5.6 Retention and disposal
Personnel should keep Personal Information only for the duration needed to fulfil the legitimate business purpose for which it was collected or to satisfy a legal requirement. Personnel must follow the applicable Lindus Health Limited records retention schedules and policies (Ref) and destroy any media containing Personal Information in accordance with the applicable records disposal policy (Ref).
6. International data transfers
A number of countries, including European Union member states, and the United Kingdom, restrict the transfer of Personal Information across international borders. Before transferring Personal Information across international borders, Personnel must consult the Lindus Health Limited Data Protection Officer (see section 3.2 above) to confirm that applicable data transfer requirements have been addressed.
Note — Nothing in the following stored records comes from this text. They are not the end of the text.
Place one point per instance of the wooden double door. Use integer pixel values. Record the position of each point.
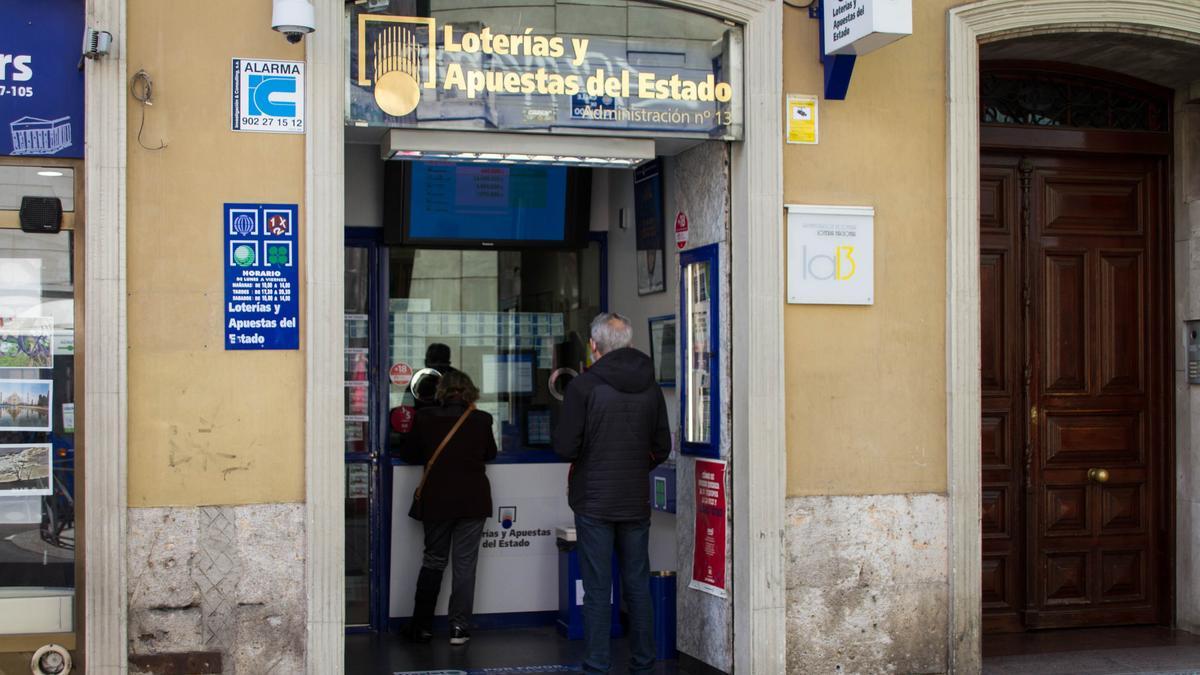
(1075, 369)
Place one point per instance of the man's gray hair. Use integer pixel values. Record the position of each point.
(611, 332)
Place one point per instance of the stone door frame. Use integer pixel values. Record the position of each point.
(969, 25)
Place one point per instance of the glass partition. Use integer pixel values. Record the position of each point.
(507, 318)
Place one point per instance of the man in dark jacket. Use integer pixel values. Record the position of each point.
(615, 430)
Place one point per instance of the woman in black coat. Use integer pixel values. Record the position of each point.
(456, 501)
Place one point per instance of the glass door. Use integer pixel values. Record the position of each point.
(365, 495)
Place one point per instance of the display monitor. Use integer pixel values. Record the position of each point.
(466, 204)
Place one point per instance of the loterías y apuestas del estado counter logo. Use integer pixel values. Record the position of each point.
(399, 57)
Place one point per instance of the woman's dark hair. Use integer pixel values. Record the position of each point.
(457, 384)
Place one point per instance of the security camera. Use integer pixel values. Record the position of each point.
(293, 18)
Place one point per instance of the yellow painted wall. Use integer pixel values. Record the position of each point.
(207, 426)
(867, 386)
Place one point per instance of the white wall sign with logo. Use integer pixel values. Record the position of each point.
(268, 96)
(831, 255)
(857, 27)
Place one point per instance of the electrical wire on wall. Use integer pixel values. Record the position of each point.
(142, 89)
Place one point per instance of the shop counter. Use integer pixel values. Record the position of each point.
(519, 559)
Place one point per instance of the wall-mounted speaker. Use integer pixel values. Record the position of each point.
(41, 214)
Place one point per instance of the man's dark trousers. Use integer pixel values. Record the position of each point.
(595, 542)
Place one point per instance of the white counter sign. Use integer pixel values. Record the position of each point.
(831, 255)
(857, 27)
(268, 96)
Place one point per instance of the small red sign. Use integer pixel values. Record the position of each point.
(401, 374)
(402, 419)
(708, 562)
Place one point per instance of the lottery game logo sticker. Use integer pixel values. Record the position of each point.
(243, 254)
(508, 515)
(396, 60)
(279, 223)
(243, 222)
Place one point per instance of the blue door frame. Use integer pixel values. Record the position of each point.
(377, 455)
(376, 458)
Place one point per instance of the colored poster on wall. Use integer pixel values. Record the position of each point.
(708, 561)
(262, 280)
(41, 88)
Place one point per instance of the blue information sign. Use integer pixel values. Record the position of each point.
(262, 308)
(41, 87)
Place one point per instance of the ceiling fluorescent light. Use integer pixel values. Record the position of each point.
(516, 148)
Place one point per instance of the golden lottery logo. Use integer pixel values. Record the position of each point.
(396, 60)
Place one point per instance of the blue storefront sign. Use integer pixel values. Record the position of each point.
(262, 284)
(523, 72)
(41, 85)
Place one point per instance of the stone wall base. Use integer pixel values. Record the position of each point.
(867, 584)
(220, 579)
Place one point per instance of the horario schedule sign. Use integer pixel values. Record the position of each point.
(261, 276)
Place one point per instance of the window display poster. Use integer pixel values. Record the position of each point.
(27, 342)
(697, 428)
(708, 560)
(25, 470)
(25, 405)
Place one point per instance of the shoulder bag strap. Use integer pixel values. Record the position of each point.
(454, 430)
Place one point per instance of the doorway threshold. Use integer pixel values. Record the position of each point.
(1093, 651)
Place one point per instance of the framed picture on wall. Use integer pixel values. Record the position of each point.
(663, 350)
(649, 231)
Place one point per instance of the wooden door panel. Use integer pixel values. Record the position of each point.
(995, 196)
(1092, 204)
(1122, 575)
(1066, 511)
(1122, 315)
(1066, 578)
(995, 446)
(1122, 509)
(1072, 381)
(1097, 401)
(1091, 440)
(995, 512)
(1065, 316)
(994, 280)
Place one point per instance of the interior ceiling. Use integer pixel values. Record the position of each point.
(1162, 61)
(663, 145)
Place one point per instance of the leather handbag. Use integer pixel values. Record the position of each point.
(417, 512)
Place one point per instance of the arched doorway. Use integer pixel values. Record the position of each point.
(1075, 298)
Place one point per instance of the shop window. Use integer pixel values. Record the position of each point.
(39, 454)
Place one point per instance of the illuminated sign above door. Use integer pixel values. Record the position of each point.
(427, 72)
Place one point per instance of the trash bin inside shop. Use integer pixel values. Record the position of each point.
(570, 590)
(663, 591)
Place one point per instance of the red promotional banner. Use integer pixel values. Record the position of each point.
(708, 562)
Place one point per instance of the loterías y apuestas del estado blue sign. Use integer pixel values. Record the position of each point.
(622, 69)
(41, 85)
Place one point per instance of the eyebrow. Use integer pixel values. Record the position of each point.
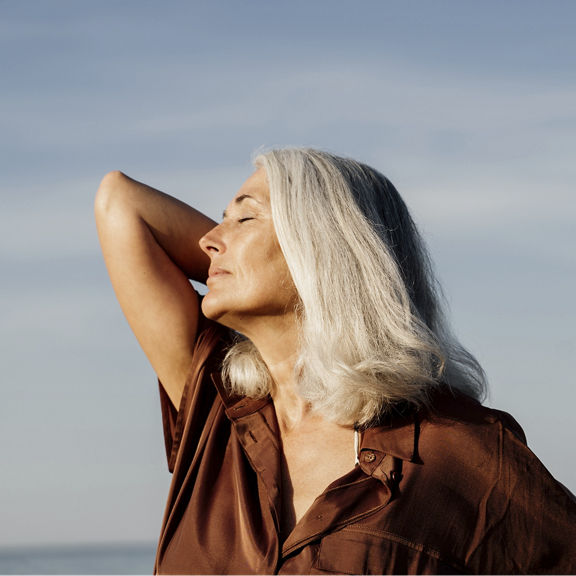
(241, 199)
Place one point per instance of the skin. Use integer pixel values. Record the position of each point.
(152, 244)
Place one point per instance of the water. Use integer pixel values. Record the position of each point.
(79, 559)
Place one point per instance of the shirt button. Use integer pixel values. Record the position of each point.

7. Reporting a security breach
If any Personnel knows or suspects that a Security Breach has occurred, they must immediately contact the Lindus Health Limited Data Protection Officer (see section 3.2 above).
8. Monitoring compliance and enforcement
The Lindus Health Limited Data Protection Officer (see section 3.2 above) is responsible for administering and overseeing implementation of this Policy and, as applicable, developing related operating procedures, processes, policies, notices, and guidelines. If any Personnel are concerned that any provision of this Policy, or any related policy, operating procedure, process, or guideline designed to protect Personal Information, has been or is being violated, they must contact the Lindus Health Limited Data Protection Officer (see section 3.2 above). Lindus Health Limited will conduct periodic reviews and audits to assess compliance with this Policy. Employees who violate this Policy and any related guidelines, operating procedures, or processes designed to protect Personal Information and implement this Policy may be subject to discipline.
9. Third-party links
Lindus Health Limited’s website will include links to third-party websites, plug-ins and applications. Clicking on those links or enabling those connections will allow third parties to collect or share data about visitors to their websites. We do not control these third-party websites and are not responsible for their privacy statements. When an individual leaves our website, they should read the privacy notice of every website they visit.